HTML is essentially how we publish to the web today and has a number of advantages over PDF:

  • Comments, annotations
  • Hyperlinks
  • Live code and data
  • Detailed user data
  • Sortable references
  • Add video, animation, and audio

However, there were a number of drawbacks as well. HTML pages don’t look like documents, are harder to archive and share, can look different across devices and even browsers, oftentimes can look cluttered, and cannot be used offline – at least not easily.

The introduction of DITA gave us a way forward.

DITA provided us with a way to create content based on creating topics and not books. As writers and developers of content, we understand that users don’t read a manual because they want to savor the lean, technically pristine content we write. They use our manuals because they want to perform a task or solve a problem. And traditionally, they had to wade through pages and pages of content just to find the answer they needed.

Customers want more. JoAnn Hackos mentioned that 87% of companies she surveyed are publishing to PDF and 66% are publishing to the web using HTML. Only 33% are using what she termed dynamic publishing. And it is the move to dynamic publishing that will finally allow us to move beyond the paradigm of the technical manual once and for all.

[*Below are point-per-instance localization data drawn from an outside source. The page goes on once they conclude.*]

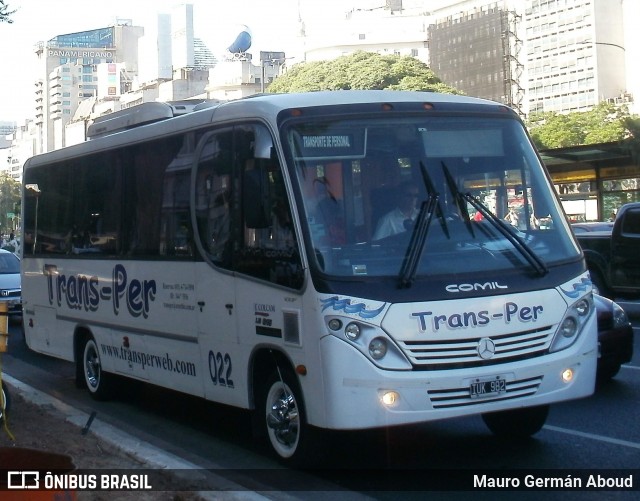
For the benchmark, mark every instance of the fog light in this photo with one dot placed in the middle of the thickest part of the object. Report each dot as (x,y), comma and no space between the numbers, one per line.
(567,375)
(390,398)
(583,308)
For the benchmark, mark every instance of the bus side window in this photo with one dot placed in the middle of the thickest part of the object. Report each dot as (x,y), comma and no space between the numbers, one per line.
(214,196)
(268,247)
(152,163)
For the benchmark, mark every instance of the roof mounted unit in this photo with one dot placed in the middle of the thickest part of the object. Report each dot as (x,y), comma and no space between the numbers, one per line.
(141,114)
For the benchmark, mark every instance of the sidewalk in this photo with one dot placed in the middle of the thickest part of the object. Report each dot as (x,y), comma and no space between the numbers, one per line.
(41,422)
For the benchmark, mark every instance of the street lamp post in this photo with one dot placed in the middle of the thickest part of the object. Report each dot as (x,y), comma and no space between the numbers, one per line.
(34,190)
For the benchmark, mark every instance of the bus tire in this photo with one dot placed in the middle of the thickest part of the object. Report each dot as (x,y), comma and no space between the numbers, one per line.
(284,419)
(98,382)
(517,423)
(6,402)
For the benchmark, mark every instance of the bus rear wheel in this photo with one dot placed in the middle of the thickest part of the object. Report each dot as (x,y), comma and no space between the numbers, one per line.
(517,423)
(5,403)
(98,382)
(284,420)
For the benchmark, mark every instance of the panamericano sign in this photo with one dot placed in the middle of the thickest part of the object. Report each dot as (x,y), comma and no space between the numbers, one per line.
(81,53)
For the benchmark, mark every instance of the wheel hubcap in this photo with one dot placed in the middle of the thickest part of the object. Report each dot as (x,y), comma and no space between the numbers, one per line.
(92,368)
(283,419)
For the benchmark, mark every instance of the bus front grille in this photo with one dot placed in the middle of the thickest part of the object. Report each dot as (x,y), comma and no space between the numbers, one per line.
(472,352)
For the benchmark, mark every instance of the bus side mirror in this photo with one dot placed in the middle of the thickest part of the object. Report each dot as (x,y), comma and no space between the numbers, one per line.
(255,199)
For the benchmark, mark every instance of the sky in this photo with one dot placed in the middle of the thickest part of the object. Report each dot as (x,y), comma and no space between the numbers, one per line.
(271,23)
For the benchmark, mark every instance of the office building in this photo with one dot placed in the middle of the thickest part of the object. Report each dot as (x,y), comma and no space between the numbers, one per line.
(575,54)
(71,66)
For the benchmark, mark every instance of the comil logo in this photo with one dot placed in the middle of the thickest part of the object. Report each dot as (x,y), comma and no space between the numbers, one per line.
(475,287)
(23,480)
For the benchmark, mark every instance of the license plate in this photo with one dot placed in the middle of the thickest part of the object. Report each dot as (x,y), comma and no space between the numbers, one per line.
(489,387)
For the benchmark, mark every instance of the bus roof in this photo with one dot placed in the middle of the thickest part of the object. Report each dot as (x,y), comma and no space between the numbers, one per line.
(168,121)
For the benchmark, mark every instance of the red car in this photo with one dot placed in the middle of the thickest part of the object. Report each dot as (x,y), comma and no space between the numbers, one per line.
(615,337)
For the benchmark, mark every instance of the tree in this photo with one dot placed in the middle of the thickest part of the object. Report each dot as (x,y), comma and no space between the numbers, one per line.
(5,13)
(604,123)
(361,70)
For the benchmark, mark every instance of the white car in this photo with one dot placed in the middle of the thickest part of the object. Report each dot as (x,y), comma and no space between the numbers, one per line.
(10,288)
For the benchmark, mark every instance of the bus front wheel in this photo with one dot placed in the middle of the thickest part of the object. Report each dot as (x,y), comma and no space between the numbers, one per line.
(97,381)
(517,423)
(284,419)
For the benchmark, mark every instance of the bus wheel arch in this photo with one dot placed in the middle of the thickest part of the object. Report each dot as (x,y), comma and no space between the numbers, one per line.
(279,410)
(89,371)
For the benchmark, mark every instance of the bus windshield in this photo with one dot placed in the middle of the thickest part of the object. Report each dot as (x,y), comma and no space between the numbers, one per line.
(417,197)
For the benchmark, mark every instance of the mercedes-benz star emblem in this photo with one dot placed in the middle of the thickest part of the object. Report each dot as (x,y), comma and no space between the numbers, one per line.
(486,348)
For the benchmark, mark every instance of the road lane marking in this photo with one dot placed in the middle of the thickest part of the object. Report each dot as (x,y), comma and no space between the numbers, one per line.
(615,441)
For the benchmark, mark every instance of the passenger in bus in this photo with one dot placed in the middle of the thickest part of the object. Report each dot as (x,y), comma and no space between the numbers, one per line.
(402,217)
(327,211)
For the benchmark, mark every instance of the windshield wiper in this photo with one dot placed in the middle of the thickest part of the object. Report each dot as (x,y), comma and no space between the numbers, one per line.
(418,239)
(428,208)
(458,199)
(520,245)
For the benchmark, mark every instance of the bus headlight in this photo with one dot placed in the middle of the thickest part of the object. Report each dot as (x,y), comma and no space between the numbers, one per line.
(569,327)
(369,339)
(572,323)
(352,331)
(378,348)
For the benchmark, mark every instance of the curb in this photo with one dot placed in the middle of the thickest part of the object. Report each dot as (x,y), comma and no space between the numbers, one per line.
(145,452)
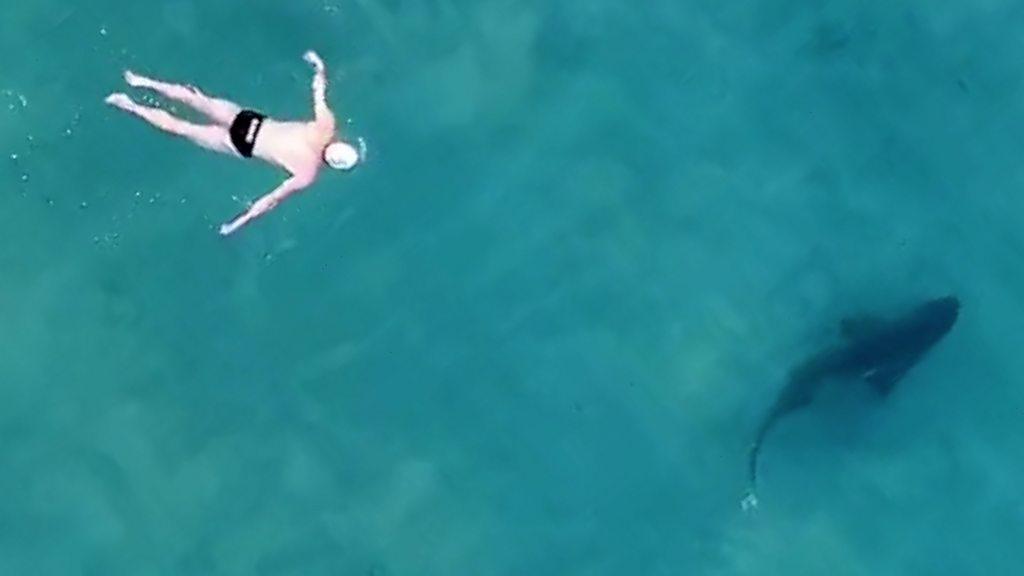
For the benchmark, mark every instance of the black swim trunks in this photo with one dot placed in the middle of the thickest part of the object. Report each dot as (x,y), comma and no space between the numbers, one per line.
(244,130)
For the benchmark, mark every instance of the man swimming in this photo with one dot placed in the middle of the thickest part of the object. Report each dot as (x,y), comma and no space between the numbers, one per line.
(299,148)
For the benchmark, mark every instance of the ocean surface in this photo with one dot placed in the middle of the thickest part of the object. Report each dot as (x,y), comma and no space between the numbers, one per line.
(535,333)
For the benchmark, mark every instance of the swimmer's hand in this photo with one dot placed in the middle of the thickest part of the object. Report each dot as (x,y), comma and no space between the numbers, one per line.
(314,59)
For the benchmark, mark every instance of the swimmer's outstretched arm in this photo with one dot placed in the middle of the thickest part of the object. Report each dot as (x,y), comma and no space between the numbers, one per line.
(265,204)
(322,111)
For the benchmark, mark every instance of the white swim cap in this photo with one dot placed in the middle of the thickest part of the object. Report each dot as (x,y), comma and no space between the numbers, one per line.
(341,156)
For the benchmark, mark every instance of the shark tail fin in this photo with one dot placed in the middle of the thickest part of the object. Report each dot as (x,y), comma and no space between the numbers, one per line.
(751,498)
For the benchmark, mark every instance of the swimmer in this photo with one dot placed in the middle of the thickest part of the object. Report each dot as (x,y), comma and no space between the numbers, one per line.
(299,148)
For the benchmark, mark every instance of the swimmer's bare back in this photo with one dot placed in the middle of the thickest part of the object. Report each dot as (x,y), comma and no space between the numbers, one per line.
(301,149)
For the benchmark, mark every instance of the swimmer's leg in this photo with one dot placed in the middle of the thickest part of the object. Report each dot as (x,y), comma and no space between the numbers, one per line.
(220,111)
(212,136)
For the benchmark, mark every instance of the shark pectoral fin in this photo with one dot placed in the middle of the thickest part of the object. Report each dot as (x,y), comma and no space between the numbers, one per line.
(857,327)
(885,378)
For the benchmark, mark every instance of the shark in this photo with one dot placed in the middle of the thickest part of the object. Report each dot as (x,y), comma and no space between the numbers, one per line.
(879,352)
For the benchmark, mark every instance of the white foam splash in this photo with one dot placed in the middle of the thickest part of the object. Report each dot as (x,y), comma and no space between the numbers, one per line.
(750,502)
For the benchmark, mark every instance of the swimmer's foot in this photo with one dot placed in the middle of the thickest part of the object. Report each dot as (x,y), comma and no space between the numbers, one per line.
(121,100)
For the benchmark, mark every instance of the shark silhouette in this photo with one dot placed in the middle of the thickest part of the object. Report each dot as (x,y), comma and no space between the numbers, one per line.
(880,352)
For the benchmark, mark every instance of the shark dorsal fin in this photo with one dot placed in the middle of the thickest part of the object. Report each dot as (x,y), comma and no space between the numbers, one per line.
(857,327)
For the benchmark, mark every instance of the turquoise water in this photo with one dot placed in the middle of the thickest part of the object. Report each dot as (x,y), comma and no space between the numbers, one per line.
(536,332)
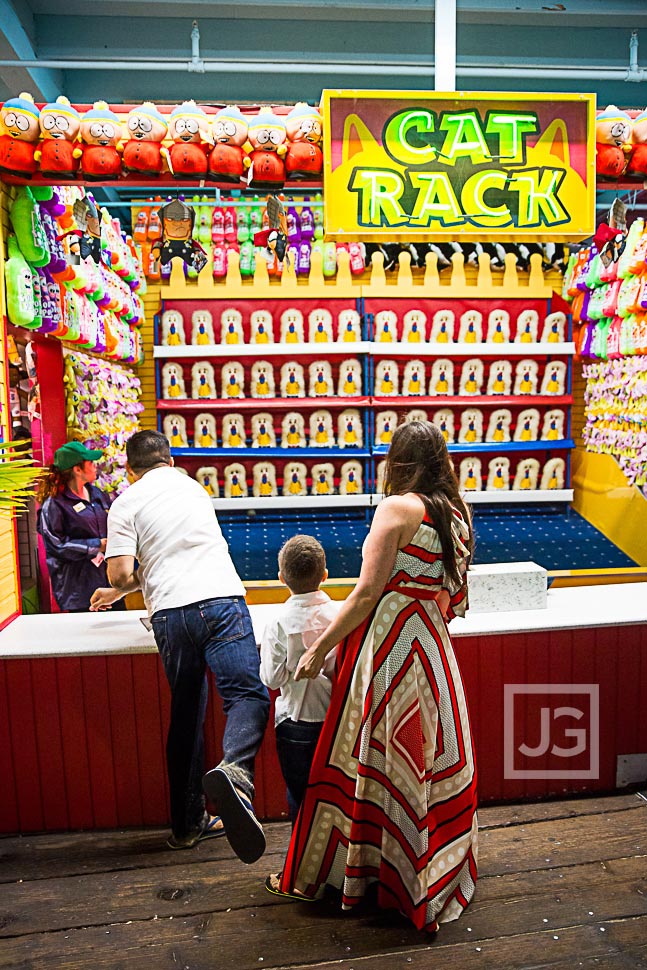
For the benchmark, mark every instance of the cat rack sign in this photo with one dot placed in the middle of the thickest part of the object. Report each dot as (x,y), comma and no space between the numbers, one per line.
(470,166)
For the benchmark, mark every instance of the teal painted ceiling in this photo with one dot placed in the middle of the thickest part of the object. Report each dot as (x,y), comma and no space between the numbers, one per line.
(287,50)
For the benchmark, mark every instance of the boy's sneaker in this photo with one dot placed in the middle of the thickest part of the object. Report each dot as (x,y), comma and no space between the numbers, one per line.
(242,828)
(212,830)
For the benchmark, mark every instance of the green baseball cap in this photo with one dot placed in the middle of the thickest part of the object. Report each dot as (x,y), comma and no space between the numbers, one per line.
(75,453)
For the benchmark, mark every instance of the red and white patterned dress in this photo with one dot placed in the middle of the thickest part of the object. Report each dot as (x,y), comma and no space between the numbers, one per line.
(392,792)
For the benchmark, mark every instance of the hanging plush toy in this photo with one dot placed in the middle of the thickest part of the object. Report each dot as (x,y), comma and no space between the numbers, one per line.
(638,158)
(613,141)
(192,140)
(20,291)
(177,221)
(226,162)
(101,136)
(267,135)
(59,152)
(18,143)
(304,158)
(88,220)
(146,131)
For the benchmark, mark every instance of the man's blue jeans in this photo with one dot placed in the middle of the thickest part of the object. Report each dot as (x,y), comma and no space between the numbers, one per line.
(216,633)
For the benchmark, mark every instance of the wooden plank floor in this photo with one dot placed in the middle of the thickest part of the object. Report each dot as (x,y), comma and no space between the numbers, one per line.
(562,885)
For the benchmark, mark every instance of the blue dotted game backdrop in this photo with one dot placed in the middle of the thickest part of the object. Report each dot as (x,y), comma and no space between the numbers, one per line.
(553,537)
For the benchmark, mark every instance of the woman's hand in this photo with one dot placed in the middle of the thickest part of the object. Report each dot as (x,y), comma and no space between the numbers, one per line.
(103,598)
(311,662)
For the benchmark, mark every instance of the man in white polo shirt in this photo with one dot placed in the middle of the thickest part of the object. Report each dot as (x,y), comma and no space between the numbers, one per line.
(164,537)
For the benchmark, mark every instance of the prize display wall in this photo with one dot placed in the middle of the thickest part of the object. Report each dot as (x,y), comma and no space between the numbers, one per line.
(284,394)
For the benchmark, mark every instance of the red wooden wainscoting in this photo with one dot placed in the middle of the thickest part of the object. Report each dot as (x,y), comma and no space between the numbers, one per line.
(82,739)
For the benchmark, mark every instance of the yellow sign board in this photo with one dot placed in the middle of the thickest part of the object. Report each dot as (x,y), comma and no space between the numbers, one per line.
(468,166)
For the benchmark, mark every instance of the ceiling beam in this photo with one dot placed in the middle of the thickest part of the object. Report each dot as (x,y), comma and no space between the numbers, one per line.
(15,43)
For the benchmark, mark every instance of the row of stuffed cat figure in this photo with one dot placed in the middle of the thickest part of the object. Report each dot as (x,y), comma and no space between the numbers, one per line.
(525,477)
(292,381)
(350,432)
(387,328)
(295,479)
(261,327)
(58,140)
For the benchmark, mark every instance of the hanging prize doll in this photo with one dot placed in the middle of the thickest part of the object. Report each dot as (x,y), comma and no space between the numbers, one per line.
(267,135)
(178,220)
(101,136)
(226,162)
(275,237)
(59,152)
(304,157)
(146,131)
(18,143)
(88,221)
(192,140)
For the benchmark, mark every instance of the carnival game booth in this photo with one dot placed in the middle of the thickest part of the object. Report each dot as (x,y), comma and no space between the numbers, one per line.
(279,383)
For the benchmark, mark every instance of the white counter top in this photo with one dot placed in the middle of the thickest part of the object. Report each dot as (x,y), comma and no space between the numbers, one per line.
(95,634)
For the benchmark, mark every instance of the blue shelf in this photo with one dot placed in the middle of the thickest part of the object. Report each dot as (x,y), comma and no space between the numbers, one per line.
(497,446)
(258,454)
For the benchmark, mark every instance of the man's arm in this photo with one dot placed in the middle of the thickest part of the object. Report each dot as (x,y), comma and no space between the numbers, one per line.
(122,574)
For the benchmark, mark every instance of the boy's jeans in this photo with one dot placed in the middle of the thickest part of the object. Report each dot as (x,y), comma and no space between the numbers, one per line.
(296,742)
(216,633)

A dynamic publishing environment (also referred to as a knowledge base or content portal) is a web application that pulls content from a production environment and delivers that content to users in a way that is:

  • Easy to use across different devices
  • Allows for personalized content
  • Allows for end-user feedback and review
  • Provides user and content analytics
  • Ease of sharing at the topic level rather than at the document level

Internally, Innovatia is already working to deliver content via a knowledge portal and has a portal up and running. The intent is to provide content searchable at the topic level, customize content for specific customers, shape content for each role in an organization, and provide PDF outputs and access to multimedia content, where applicable.

It’s About Customization

Rather than having to work through an entire documentation suite for information on a specific feature, users will be able to search the knowledge base and receive a “customized” manual that will include all available information on a specific feature – from installation, to operation, to maintenance and troubleshooting.

What this means for writers is that the focus of our writing must be at the topic level. We need to think less and less about delivering a “manual” and instead focus on creating topics that are both standalone, and at the same time can be integrated into a workflow when combined with other topics related to that feature or topic.

This portal and others like it will, rapidly replace both plain PDF and static HTML as the go-to source for content for users.

 

Ron LaRose is a Senior Technical Writer for Innovatia based in Burlington, Ontario. He has more than 30 years of experience working in journalism, software testing and technical writing in the technology industry. He has a passion for history and at the same time is forever curious about what the future holds.